– Вставай… ну чаво же ты…
В коренастом теле силенок оказалось достаточно, – прикусывая от натуги губы, она подняла парня, повела к воротам. Причитая и уговаривая Максима, падая вместе с ним и плача от отчаяния, Любка час тащила его на себе до слободы. Максим бормотал что-то несуразное, и только иногда в нечленораздельном его мычании можно было разобрать угрозу Анюте.
У Марьиного родника Любка сунула Максиму два пальца в рот, облегчила его, окунула головой в холодную ключевую воду. Парень оклемался, пошёл своим ходом.
Когда дошли до слободы, в одном из крайних домов заслышались хмельные крики, лихие звуки гармоники, ухарский смех, – по всей слободе в тот день провожали в армию новобранцев.
Услышав шум буйного застолья, Максим потянул упирающуюся Любу в калитку. Напрасно девушка цеплялась за забор, – пьяные парни, друзья Максима, втянули её во двор.

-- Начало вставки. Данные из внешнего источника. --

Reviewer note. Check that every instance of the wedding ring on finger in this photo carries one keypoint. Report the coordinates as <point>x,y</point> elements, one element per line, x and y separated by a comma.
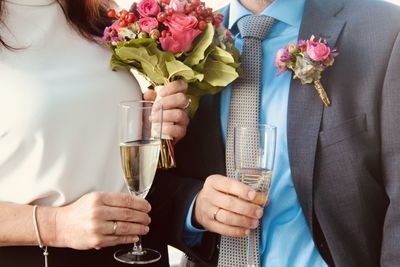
<point>115,226</point>
<point>188,104</point>
<point>216,213</point>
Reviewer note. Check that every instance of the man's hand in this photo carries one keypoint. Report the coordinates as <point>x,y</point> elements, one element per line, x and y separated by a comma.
<point>174,102</point>
<point>225,206</point>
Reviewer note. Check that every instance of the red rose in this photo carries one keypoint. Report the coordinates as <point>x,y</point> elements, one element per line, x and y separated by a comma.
<point>183,31</point>
<point>147,24</point>
<point>148,8</point>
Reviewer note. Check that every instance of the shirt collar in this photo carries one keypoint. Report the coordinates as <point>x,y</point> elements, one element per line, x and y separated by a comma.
<point>287,11</point>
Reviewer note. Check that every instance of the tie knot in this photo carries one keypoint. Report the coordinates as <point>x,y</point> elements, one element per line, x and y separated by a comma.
<point>255,26</point>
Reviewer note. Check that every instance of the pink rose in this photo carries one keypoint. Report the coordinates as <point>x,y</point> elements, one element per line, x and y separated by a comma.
<point>178,5</point>
<point>148,8</point>
<point>317,51</point>
<point>148,24</point>
<point>183,32</point>
<point>278,61</point>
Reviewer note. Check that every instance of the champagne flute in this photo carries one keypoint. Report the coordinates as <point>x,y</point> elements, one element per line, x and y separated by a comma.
<point>254,154</point>
<point>140,141</point>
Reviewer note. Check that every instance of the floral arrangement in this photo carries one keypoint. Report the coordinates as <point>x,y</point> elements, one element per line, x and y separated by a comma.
<point>307,59</point>
<point>166,40</point>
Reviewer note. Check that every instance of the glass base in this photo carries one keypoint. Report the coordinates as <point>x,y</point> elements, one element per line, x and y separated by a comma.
<point>145,257</point>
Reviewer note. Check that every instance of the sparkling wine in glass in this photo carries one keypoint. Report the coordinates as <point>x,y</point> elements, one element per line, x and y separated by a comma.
<point>254,155</point>
<point>140,141</point>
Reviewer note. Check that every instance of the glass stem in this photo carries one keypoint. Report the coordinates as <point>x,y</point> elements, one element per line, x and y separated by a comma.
<point>137,247</point>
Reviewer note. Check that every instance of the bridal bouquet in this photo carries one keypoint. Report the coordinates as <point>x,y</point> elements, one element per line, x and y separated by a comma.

Под жёлтым облетающим клёном был накрыт стол – уже не свежий, разбитый хмельным хаосом. Стаканы опрокинуты, ломти хлеба размокли от пролитого самогона. В мисках – остатки квашеной капусты. На затёртой розовой клеёнке – куриные кости, лужи рассола, белые огуречные семечки.
Любке налили в гранёный стакан самогона, протянули на закуску надкушенный солёный огурец. Отчаянно жмурясь, Любка залпом выпила в надежде на то, что парни отстанут и дадут увести Максима. Но напрасно старалась она и тянула Максима домой, – парень цеплялся за углы клеёнки, за рукава хмельных парней, за разваливающуюся поленницу дров.

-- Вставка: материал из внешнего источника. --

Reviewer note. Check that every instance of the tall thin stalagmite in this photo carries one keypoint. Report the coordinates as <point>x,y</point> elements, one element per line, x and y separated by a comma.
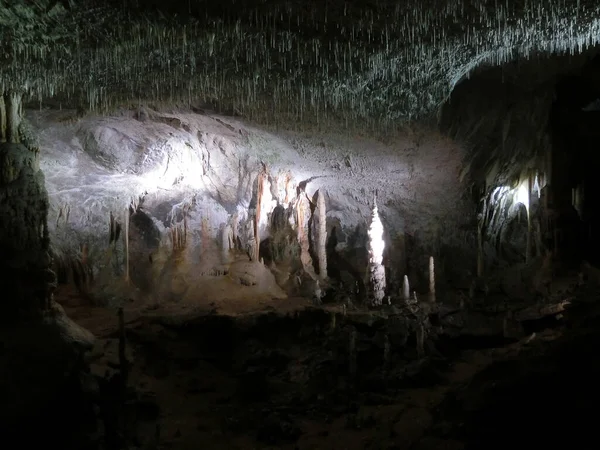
<point>259,193</point>
<point>431,278</point>
<point>13,116</point>
<point>322,234</point>
<point>405,288</point>
<point>126,237</point>
<point>2,119</point>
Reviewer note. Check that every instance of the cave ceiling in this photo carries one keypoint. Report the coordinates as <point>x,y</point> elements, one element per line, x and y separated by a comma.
<point>368,63</point>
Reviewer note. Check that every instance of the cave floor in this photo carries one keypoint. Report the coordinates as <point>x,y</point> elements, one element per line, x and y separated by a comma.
<point>271,377</point>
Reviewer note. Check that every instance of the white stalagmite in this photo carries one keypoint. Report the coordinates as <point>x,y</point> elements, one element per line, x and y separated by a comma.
<point>13,117</point>
<point>406,288</point>
<point>126,237</point>
<point>2,119</point>
<point>322,235</point>
<point>376,247</point>
<point>431,278</point>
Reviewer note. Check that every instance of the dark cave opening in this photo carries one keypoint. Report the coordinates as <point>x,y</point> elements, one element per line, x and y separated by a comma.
<point>193,254</point>
<point>575,123</point>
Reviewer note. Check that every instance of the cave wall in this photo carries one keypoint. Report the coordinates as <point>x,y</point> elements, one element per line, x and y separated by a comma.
<point>200,174</point>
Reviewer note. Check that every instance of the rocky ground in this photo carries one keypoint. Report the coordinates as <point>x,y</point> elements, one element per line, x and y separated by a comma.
<point>292,375</point>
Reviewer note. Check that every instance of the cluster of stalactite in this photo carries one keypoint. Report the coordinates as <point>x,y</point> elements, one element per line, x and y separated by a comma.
<point>25,272</point>
<point>285,63</point>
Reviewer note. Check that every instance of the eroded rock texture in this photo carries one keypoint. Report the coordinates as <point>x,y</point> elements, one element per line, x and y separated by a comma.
<point>41,348</point>
<point>207,191</point>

Потом наливал в стакан самогона, обещая, что если Любка выпьет, он безропотно пойдёт домой. Любка пила, а Максим лишь смеялся в ответ на её призывы выполнить обещание. Плясал под гармонику и пьяное улюлюканье, падал, опрокидывая длинные деревянные лавки.
Вскоре и у Любы стало туманиться в голове, события пошли, стыкуясь одно с другим вразнобой, как военные составы, в которых, минуя логику мирного времени, вагоны первого класса цепляют к теплушкам, к платформам, к цистернам.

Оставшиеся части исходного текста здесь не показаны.